From your description it sounds like the problem you're trying to solve doesn't really require machine learning. If all you want to do is match a student with the closest university that offers a course in the student's area of interest, you can do this without any learning.
I second the first remark that you probably don't need machine learning if the student has to live in the same area as the university. If you want to use an ML algorithm, maybe it would best to think about what data you would have to start with. The thing that comes to mind is a vector for a university that has certain subjects/areas for each feature. Then compute a distance from a vector which is like an ideal feature vector for the student. Minimize this distance.
The first and formost thing you need is a labeled dataset.
It sounds like the problem could be decomposed into a ML problem however you first need a set of positive and negative examples to train from.
How big is your dataset? What features do you have available? Once you answer these questions you can select an algorithm that bests fits the features of your data.
I would suggest using decision trees for this problem which resembles a set of if else rules. You can just take the location and area of interest of the student as conditions of if and else if statements and then suggest a university for him. Since its a direct mapping of inputs to outputs, rule based solution would work and there is no learning required here.
Maybe you can use a "recommender system"or a clustering approach , you can investigate more deeply the techniques like "collaborative filtering"(recommender system) or k-means(clustering) but again, as some people said, first you need data to learn from, and maybe your problem can be solved without ML.

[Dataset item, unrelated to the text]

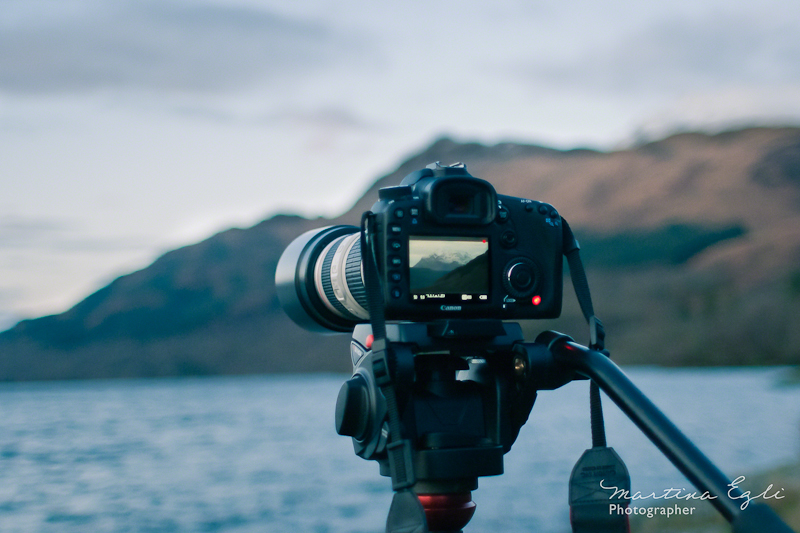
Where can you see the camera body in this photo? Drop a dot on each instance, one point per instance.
(449, 246)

Well, there is no straightforward and sure-shot answer to this question. The answer depends on many factors like the problem statement and the kind of output you want, type and size of the data, the available computational time, number of features, and observations in the data, to name a few.
Size of the training data
Accuracy and/or Interpretability of the output
Accuracy of a model means that the function predicts a response value for a given observation, which is close to the true response value for that observation. A highly interpretable algorithm (restrictive models like Linear Regression) means that one can easily understand how any individual predictor is associated with the response while the flexible models give higher accuracy at the cost of low interpretability.
Speed or Training time
Higher accuracy typically means higher training time. Also, algorithms require more time to train on large training data. In real-world applications, the choice of algorithm is driven by these two factors predominantly.

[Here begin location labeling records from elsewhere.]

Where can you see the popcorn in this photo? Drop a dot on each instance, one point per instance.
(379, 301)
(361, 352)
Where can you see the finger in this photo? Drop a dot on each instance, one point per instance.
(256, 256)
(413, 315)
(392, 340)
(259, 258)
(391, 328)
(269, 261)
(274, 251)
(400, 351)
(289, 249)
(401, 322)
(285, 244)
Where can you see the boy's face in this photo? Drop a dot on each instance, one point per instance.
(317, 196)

Algorithms like Naïve Bayes and Linear and Logistic regression are easy to implement and quick to run. Algorithms like SVM, which involve tuning of parameters, Neural networks with high convergence time, and random forests, need a lot of time to train the data.
Linearity
Many algorithms work on the assumption that classes can be separated by a straight line (or its higher-dimensional analog). Examples include logistic regression and support vector machines. Linear regression algorithms assume that data trends follow a straight line. If the data is linear, then these algorithms perform quite good.
Number of features
The dataset may have a large number of features that may not all be relevant and significant. For a certain type of data, such as genetics or textual, the number of features can be very large compared to the number of data points.